You stand at the edge of nowhere, layered coats and mittens long succumbed to the freezing chill that batters away at skin and bone. Arms, legs, fingers, toes, all more automata than human in their rigid staggered motion. Those frostbitten hands of yours reach forward towards some sort of destination, hopeless to stop the blinding haze of snow that cuts and gouges the field of vision of anyone who approaches this barren place. Through the squinted dual windows of ice-flaked eyes, the world outside seems completely white. Things that might be trees encroach at the edges of the far distance yet you feel unsure of this discernment. The way those black branches twist, bend and flicker between torrents of snowfall gives the impression of moving limbs in an active pursuit; you’ve never had an eye for the details and it helps you convince yourself that perhaps these trees just look identical, that they are not following you.
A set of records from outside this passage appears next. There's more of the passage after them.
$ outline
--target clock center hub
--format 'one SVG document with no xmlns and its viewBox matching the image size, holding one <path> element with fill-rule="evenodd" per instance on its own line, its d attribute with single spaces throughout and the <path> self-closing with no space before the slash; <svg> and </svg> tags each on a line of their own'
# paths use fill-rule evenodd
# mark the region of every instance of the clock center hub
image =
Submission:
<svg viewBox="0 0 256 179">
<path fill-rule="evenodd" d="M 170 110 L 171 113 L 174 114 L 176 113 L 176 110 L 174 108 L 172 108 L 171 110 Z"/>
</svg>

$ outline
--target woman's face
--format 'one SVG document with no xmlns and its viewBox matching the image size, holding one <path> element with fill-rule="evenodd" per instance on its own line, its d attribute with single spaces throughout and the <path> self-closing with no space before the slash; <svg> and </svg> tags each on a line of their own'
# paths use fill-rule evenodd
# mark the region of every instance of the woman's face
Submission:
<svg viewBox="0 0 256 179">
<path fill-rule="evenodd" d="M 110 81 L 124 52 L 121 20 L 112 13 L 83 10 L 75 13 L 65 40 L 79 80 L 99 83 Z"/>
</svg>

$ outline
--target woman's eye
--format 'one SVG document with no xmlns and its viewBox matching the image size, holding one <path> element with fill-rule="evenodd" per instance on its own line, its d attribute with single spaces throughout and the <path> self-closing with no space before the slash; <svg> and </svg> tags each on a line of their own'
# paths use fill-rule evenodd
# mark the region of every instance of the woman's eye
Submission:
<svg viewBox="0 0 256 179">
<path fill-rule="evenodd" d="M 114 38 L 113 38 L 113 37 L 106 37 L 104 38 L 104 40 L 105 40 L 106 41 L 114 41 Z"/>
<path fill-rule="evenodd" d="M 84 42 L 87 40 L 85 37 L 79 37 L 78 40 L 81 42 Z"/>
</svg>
Then in the distance… a sickly red hue illuminates the white horizon. Not warm, not comforting, just another strangeness. The red light, which grows stronger as you approach, seems to soak into the snow, polluting its purity. At the center of the red you observe an ever clarifying shape, a tall spire; could it be a tent? A radio tower? It is sharp in all the ways those things are and yet… No. No steel could be so blue, a tent surely would have blown away in such weather. The construction of the shape hurts to even look at, so sharp it makes your eyes begin to tingle. In all its design, just from seeing the blurry silhouette, you think that this might be the architecture of perfected hostility. When the tremors first erupt you panic, thinking that there must be an earthquake or avalanche and yet wherever you look there is no sign of these things. To your horror the cause of the vibrations are not an external force, but an internal one. Every organ in your body rumbles and quakes, every hair stands on end, and your eyes painfully roll themselves to look to the left, to the right, up, down, legs forcing against your will to bend backwards and walk the other way. Your entire body makes an active effort in running away from this object.
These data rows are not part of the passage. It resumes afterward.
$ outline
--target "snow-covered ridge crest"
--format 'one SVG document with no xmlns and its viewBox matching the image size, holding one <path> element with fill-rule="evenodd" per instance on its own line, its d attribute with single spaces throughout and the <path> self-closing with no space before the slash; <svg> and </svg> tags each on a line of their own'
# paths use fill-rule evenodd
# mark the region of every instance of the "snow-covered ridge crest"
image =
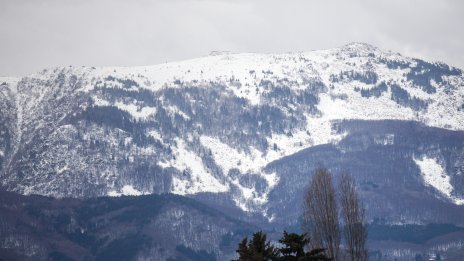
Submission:
<svg viewBox="0 0 464 261">
<path fill-rule="evenodd" d="M 13 85 L 17 144 L 10 154 L 1 151 L 26 156 L 8 163 L 2 182 L 57 196 L 76 196 L 82 175 L 96 195 L 230 193 L 240 208 L 265 211 L 279 177 L 264 168 L 339 142 L 347 133 L 334 122 L 413 120 L 464 130 L 459 69 L 361 43 L 142 67 L 57 68 Z M 18 181 L 15 164 L 28 162 L 26 144 L 35 140 L 42 154 L 27 166 L 35 176 Z M 60 187 L 49 169 L 64 166 L 66 157 L 73 166 L 59 174 L 71 178 Z"/>
</svg>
For some inane reason you close the distance between yourself and that blue dread structure, fighting every step to overcome self preservation instincts that scream “run you idiot, RUN!” Even if you wished to run however, the snow crops up to your knees; there is no fleeing in this place. The winter night air is sickly here, a not quite pitch black, the color of tepid diluted coffee permeated by the hideous luminescence of the snow reflecting the moon rays as if in a mockery of its attempt to bring comfort to the season. Out of that ink wash sky, out of the ice storm, extends the long neck, the cruel smile, the hateful eyes, the bemused face, the devilish shape of The Slasher.
And I say to you:
A nice walk
isn’t.
it
It has been some time now hasn’t it? About a year in fact, since our last gathering, I wouldn’t have it any other way. To be separated from someone you care about is such a wonderfully melancholy feeling, something you can nurture and sprout into an addictive habit. Such is that when you finally meet with those people once more the warmth, the brightness, the emotions, they all blossom forth into something strange and volatile.
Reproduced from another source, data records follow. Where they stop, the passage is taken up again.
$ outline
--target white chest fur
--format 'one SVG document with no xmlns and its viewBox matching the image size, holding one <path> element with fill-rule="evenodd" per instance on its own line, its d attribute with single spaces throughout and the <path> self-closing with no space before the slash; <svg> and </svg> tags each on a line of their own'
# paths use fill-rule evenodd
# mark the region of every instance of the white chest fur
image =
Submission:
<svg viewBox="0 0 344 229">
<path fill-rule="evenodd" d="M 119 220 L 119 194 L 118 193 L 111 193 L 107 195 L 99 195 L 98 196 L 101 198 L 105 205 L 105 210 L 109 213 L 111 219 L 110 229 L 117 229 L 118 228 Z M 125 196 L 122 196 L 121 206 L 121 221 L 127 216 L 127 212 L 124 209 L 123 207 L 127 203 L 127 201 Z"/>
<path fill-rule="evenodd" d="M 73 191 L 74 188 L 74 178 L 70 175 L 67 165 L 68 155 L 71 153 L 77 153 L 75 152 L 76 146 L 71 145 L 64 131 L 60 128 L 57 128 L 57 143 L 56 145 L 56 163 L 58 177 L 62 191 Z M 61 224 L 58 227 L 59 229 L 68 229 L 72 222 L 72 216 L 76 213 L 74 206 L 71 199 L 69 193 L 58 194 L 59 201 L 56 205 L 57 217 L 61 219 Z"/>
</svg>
Ah but, can you feel the shift in the seasons? The encroaching completion of a violent circle? My greeting was not just in good spirits but also to suggest the nature of what is to come. This has all happened before; and will happen again, and again and again and again, forever and always until this bleeding wound ends at the knife tip blade that carves it into the fate of the world. Curling inwards, along the winter spiral, we walk from dark to light; watching the candles flicker and focus inwards as we sustain ourselves against the towering cold.
The thing called “History” will never end but if say, we were to prepare, to steel ourselves against it, we can survive it a little longer. We cannot stop ourselves from being murdered by history, that great sharp toothed beast that eats everything and all, but we can outlive our intended date of death - channel the path to something lighter for a brief moment.
Since our last meeting I have wandered long, seeing all the sights of the world that my creator never got the chance to witness herself, sifting my blade through bone and skin like a comb through hair. Would you like to hear about it? There are so many stories to tell that by the time I finish them all you’ll have frozen to death, and I need you alive for a little longer… How about four recent ones? Can you manage that?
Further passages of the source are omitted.